= Ángela Salazar =

Colombian activist (1954–2020)

María Ángela Salazar Murillo (Tadó, 1954 - Apartadó, 7 August 2020) was a Colombian activist of African descent, member of the Commission for Truth.

== Education ==
Salazar studied Community Work and Social Support at the SENA of Urabá and specialized in Human Talent Management in the same school.

== Career ==

Her work was primarily focused on improving the rights of small-scale banana producers in Urabá. This included making the city's child workers literate.
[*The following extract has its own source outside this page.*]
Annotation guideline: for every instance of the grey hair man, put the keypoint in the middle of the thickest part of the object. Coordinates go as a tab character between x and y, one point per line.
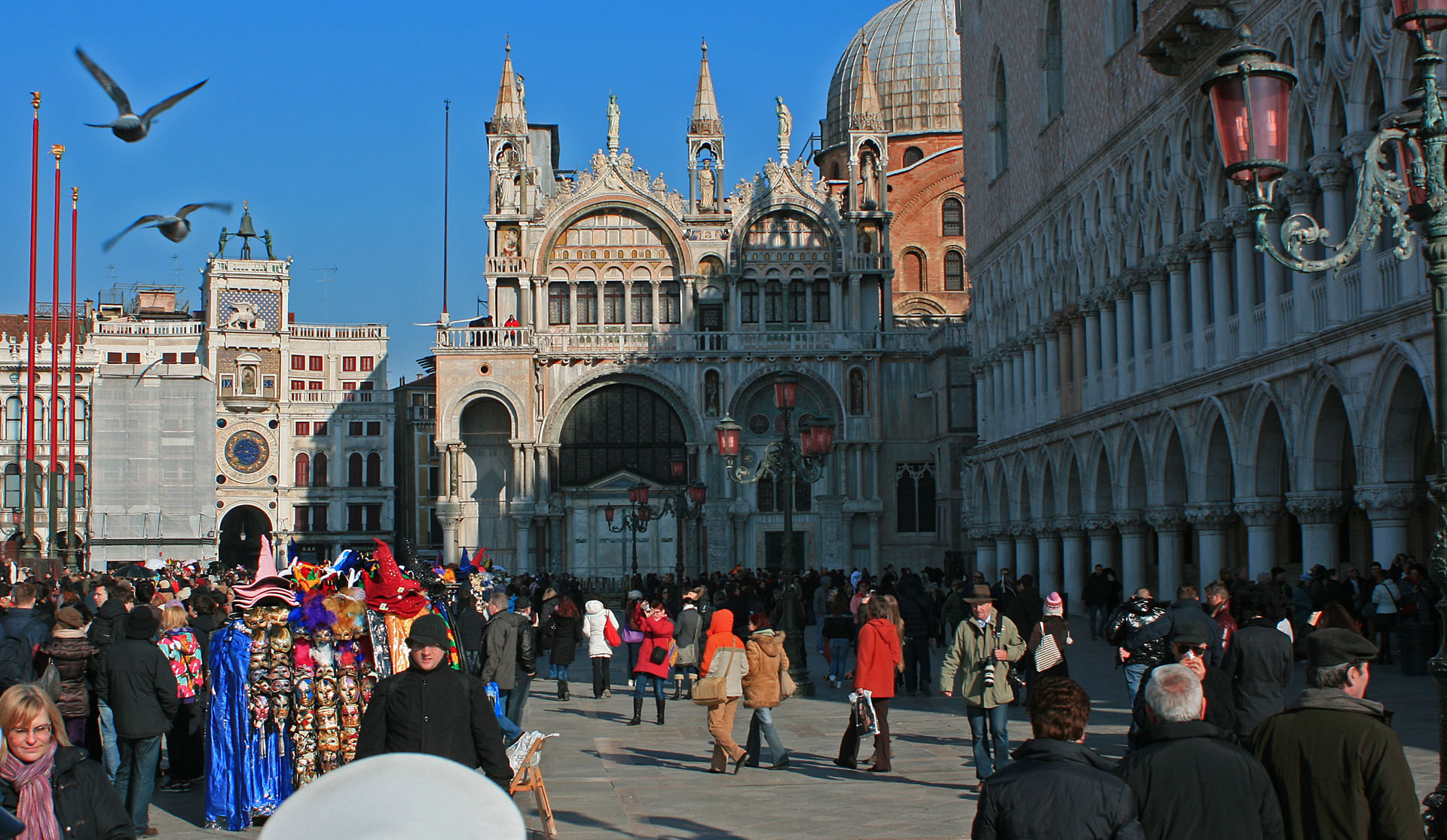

She also worked with the demobilization of the Guerrillas and Self-Defense Forces in the region, helping former combatants to commit to the peace process.
She was co-founder of the Casa de la Mujer in Apartadó, formed in 1996, and was also a member of the Community Action Board of Barrio Obrero and of the Women's Committee from 1996 to 2006. She was also co-founder of the Association of Women of Apartadó in 2000, from the Urabá Women's Network in 2001, national representative in the IMP Women for Peace Initiative since 2001 and co-founder of the Public Women's Network in 2005 and the Departmental Board of Victims of the Civil Society of Antioquia in 2007. She worked as Political Coordinator of Antioquia for IMP and a volunteer for the Córdoba - Urabá - Darién Development and Peace Program.
She worked to seek peace and justice, directly documenting 550 cases, mainly of women victims of the Self-Defense Forces in Urabá, Córdoba and Chocó.

Salazar was nominated three times for the Antioqueña de Oro Award. Recognizing the importance of her work, the Mayor of Apartadó gave her the Bacota Dorada in recognition of her work and civic leadership in 2017.

==Death==

Salazar died on 7 August 2020, at age 66, of COVID-19, during the pandemic in Colombia.